What can you tell us about your upcoming performance at Ureuk World Music House?
I’m going to play a one-hour-long sanjo in the style of Seong Geum-yeon, who was the mother of my current sanjo teacher, Ji Seong-ja.
This concert is kind of a prelude. I have to play it in front of my teacher and her other students in June, one month later, so my Ureuk House concert is a kind of warm-up concert. I also have to take the “yisuja” exam this year and I want to make a recording of sanjo, so this concert is the first in a series of steps to help keep myself focused and improving as a musician over the course of the year. I’m really grateful for the invitation.
As an accomplished musician, ethnomusicologist, and educator how do you see the future of traditional music in a rapidly globalizing world, and what role do you think you will play in that future?
I’m not sure the world is globalizing anymore. It’s decoupling and dividing. As much trepidation as I might have myself about that, it might be good for Korean music, I don’t know.
Right now young people have little connection with materiality. For them, music is all digital. Most of my students have never played an instrument. People my age,many of us grew up playing some kind of instrument, however badly — we played something physical that we touched or blew or did something physically to make a sound. The way that music sounds on an instrument without electronic interface is different, like seeing a painting in real life and seeing a painting printed in a book. It’s a completely different experience of color and texture. And it’s the same for music.
I’m worried about all these traditions in every part of the world fading away, because the ecosystem that sustains them is completely collapsing. There’s a kind of habitat collapse. It’s not just music, but all the traditional things that have a long tradition and grew up in a certain space that’s connected to this land and this language, and this people.
What do you recommend the government do to support traditional music?

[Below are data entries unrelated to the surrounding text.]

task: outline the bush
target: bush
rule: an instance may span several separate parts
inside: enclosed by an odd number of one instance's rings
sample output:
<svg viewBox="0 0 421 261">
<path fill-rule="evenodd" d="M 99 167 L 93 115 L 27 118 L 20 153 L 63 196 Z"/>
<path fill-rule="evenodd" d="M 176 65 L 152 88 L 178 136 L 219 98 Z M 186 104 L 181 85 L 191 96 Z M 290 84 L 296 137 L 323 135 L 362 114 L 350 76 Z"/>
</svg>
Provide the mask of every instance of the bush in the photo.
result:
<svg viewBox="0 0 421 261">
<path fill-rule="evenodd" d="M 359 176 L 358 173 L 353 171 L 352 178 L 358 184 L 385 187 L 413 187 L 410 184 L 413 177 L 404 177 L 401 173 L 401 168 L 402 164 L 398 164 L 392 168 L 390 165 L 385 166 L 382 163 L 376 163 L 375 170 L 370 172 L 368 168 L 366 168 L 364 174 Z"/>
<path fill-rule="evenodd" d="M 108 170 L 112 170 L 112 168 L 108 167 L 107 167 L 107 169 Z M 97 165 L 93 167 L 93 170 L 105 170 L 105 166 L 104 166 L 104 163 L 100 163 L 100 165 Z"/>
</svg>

Not cutting the arts and culture budget by 80 percent is a start. Once you cut the budget, the ecosystem collapses. To build it again is difficult. In order to have the new, you need a well of tradition from which to drink, which is constructed of the older things. You can always come back and fill your cup and make something new with the well-water. But once the water dries up, what are you going to make? It doesn’t matter how many cups you have if there’s nothing to fill them with.
Bereket Alemayehu is an Ethiopian photo artist, social activist and writer based in Seoul. He’s also co-founder of Hanokers, a refugee-led social initiative, and freelance contributor for Pressenza Press Agency.